--- Begin Message ---
Subject: |
XML and HTML files with encoding/charset="utf-8" declaration loose BOM; Coding system is reset from utf-8-with-signature to utf-8 on save |
Date: |
Thu, 21 May 2015 20:50:58 +0200 |
User-agent: |
Mozilla/5.0 (Windows NT 6.3; WOW64; rv:31.0) Gecko/20100101 Thunderbird/31.7.0 |
Hi
When I was editing XHTML and HTML files, I wanted to make sure the BOM
was written out to the file in order to make it easier for the browser
to detect the UTF-8 encoding. Therefore I changed the coding system for
the file buffer to utf-8-with-signature-dos (since I am working on a
Windows System) before saving the file.
After some time I got surprised because the browser (IE11), didn't
report UTF-8 as the file's encoding. Having checked the hexdump of my
(X)HTML file, I saw the BOM was definitely missing.
Obviously, when a "UTF-8" string appears in the <meta charset="utf-8">
(even if commented out, see later below) or <?xml version="1.0"
encoding="utf-8"?> declaration, Emacs switches the file coding system to
utf-8, when it saves the file, even if utf-8-with-signature was
specified explicitly before. This appears to me as a bug, because there
is no way anymore to restore the BOM using Emacs.
I was not sure, if my bug is related to bug #8282, so I decided to
report it (again).
My Emacs version is: 24.5.1 (x86_64-unkown-cygwin) of 2015-04-10 on
Windows 8.1 x64.
I am running Emacs in text-mode only inside a Cygwin console.
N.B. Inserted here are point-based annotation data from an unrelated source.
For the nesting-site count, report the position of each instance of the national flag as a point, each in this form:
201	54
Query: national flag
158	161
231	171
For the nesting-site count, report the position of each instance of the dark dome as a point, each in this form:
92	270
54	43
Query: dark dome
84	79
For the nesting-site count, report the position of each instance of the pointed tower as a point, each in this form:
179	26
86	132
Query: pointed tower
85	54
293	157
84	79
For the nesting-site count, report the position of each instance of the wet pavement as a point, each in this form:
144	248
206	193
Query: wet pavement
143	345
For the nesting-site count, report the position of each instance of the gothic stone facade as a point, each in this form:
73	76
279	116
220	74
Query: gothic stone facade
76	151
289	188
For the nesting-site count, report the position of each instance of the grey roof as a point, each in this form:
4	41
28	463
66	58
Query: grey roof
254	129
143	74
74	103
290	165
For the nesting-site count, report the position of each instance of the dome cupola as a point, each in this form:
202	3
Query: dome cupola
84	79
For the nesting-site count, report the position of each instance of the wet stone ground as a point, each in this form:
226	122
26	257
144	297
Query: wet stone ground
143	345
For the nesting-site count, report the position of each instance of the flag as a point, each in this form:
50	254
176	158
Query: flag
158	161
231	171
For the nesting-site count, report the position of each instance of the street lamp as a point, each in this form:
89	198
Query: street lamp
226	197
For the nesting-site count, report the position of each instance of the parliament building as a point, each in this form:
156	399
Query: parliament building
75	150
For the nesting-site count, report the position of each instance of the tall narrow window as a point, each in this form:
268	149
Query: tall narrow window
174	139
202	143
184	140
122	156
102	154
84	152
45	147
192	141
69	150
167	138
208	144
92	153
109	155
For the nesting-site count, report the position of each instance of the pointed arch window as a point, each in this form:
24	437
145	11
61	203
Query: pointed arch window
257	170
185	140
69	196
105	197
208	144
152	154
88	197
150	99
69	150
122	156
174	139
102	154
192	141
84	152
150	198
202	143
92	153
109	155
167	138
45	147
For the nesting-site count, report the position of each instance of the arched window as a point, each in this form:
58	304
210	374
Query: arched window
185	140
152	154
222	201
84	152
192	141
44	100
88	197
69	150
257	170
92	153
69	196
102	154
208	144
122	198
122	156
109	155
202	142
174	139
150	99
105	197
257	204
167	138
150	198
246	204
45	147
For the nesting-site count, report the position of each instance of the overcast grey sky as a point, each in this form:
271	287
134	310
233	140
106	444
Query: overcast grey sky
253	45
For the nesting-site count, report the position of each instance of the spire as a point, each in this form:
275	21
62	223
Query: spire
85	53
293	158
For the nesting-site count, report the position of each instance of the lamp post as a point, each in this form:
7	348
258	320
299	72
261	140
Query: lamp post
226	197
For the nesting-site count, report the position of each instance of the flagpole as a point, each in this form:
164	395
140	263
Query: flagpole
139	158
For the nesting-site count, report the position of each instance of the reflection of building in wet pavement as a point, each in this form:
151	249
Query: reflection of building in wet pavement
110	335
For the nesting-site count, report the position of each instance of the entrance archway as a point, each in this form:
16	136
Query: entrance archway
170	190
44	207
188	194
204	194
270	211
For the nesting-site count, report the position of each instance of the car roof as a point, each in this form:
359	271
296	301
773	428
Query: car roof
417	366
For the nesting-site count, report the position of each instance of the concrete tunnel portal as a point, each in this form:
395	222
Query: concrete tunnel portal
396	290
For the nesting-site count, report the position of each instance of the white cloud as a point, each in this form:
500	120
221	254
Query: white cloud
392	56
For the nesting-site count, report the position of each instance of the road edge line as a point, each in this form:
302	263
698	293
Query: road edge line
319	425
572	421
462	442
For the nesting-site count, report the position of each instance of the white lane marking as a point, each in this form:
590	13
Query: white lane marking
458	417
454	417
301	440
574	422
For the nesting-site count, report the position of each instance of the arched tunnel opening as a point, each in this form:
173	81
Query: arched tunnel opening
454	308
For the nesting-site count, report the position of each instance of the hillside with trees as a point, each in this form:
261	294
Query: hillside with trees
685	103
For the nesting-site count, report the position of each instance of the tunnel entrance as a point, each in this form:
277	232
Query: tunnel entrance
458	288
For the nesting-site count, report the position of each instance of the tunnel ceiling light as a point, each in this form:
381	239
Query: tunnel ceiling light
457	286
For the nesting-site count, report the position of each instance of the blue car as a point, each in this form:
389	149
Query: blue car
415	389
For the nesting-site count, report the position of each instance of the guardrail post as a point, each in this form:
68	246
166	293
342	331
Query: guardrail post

This is my .emacs.d/init.el:
(line-number-mode)
(column-number-mode)
(setq-default fill-column 80)
(setq-default buffer-file-coding-system 'utf-8-dos)
(setq-default indent-tabs-mode nil)
With XML the problem can be reproduced in the most basic way as detailed
out by the following steps:
- Create a new file with C-x C-f in the current directory. Name it
test.txt for example.
- Switch to fundamental mode with M-x fundamental-mode.
- Type the text '<?xml version="1.0"' (without the surrounding single
quotes).
- Switch the encoding system to include the BOM: C-x RET f
utf-8-with-signature-dos.
- Verify the current encoding system with C-h Shift-c RET: Yes, the
encoding system for the file buffer is as specified before.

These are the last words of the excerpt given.